PREMARITAL AGREEMENTS – DISCLOSURE – STANDARD FOR PROVING FRAUD OR NON-DISCLOSURE – ESTOPPEL — CLAIMED REVOCATION/REPUDIATION OF AGREEMENT – SUPPORT — MODIFICATION RETROACTIVITY — DISCOVERY — UNUSUAL DISCOVERY ORDER UPHELD. The Court of Appeals in Makoui v. Makoui, unpublished, 26 VLW 726, 11/22/11, upholds a premarital agreement whose disclosure attachment valued stock at $68,000, even though the owner spouse testified that at the time of the agreement it was worth $250,000 to $300,000.
The Court says the first thing to consider is that the agreement signed by both parties “specifically states each gave a ‘fair and reasonable disclosure,’” and the Premarital Agreement Act says this recitation creates a presumption that it is true. (Code § 20-151(B).)

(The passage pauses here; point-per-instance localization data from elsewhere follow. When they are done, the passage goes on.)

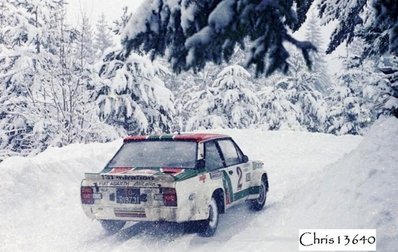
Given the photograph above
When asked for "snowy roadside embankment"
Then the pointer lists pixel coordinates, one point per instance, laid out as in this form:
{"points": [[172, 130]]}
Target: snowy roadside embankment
{"points": [[317, 181], [40, 196]]}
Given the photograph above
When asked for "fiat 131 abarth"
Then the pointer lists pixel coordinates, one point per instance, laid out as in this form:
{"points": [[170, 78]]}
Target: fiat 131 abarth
{"points": [[183, 178]]}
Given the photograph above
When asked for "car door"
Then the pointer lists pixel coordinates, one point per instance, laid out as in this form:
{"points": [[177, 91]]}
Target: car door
{"points": [[237, 171], [215, 165]]}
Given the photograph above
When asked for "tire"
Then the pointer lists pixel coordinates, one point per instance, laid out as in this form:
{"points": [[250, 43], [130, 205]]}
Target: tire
{"points": [[259, 203], [112, 226], [209, 226]]}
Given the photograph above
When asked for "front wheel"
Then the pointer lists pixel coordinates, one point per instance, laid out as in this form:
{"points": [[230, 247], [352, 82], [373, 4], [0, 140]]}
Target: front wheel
{"points": [[112, 226], [209, 226], [258, 204]]}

Second, “the statute requires only that the disclosure be ‘fair and reasonable’ and not that the disclosure include a present fair market value for each item of property disclosed.” And looking at the context, the schedule listed many other intangible asset values totaling $214,000, just counting those whose values were listed, plus “thousands of shares of named stocks for which no value was listed.” (And wife offered no evidence that the value of the non-valued stocks was negligible.)
As for other challenges to the agreement as unconscionable, the Court stresses that it takes both unconscionability at the time of signing and non-disclosure to overturn the agreement under Code § 20-151(A)(2) , and that both parties were “mature, college-educated adults at the time of their marriage,” and “the agreement did not provide for a gross disparity in the division of any marital assets that might come into existence during their marriage.”
Husband had told the wife that he had torn up the agreement when she demanded to see a copy of it. But that does not estop him from later asserting his rights under the agreement, the Court says. Although it seems he had lied about this, the trial court didn’t find that the wife proved that she had relied upon that misrepresentation in any way, and that if she had, that reliance would have been unreasonable. Both Code §20-153 and the prenup’s terms say that a prenup can be revoked or amended only by a written instrument. And “wife was charged with knowledge of both the applicable statute ... and the terms of the agreement.” A useful reminder to make sure that clients have read and understood “boilerplate” provisions, and the statutes that lay out the framework, ground rules and limitations of the agreements they are entering.
The husband cross appealed because he had filed for a modification of pendente lite spousal support, and when the court granted that modification from $5,000 to $1,000 per month it did not make it retroactive to the date he filed the motion. The Court of Appeals upholds, as “husband could have avoided the accrual of the arrearage if he had acted in a timely fashion.” So filing for modification so as to enable a change to be retroactive to the filing date, but then not setting it for hearing, can be dangerous.
The trial court ordered a federal-court-style schedule of evidence disclosures instead of the usual discovery process, and the Court of Appeals says that was not reversible error, at least to the extent the wife preserved her objection. There is a right to discovery under Rule 4:1(b)(1), the Court stresses, but that Rule also says the court may limit “‘the frequency or extent of’ discovery methods ‘if it determines [inter alia,] that: . . . (iii) the discovery is unduly burdensome or expensive, taking into account the needs of the case, the amount in controversy, limitations on the parties’ resources, and the importance of the issues at stake in the litigation.’” And “the granting or denying of discovery is a matter within the discretion of the [circuit] court and will not be reversed on appeal unless ‘the action taken was improvident and affected substantial rights.’” (Citing O’Brian v. Langley Sch. (Va. 1998) and Rakes v. Fulcher (Va. 1970)). At the time when the wife moved to compel answers to interrogatories, the trial court had already disposed of all issues except for four-digit property and alimony issues, so its ruling did not “affect substantial rights.”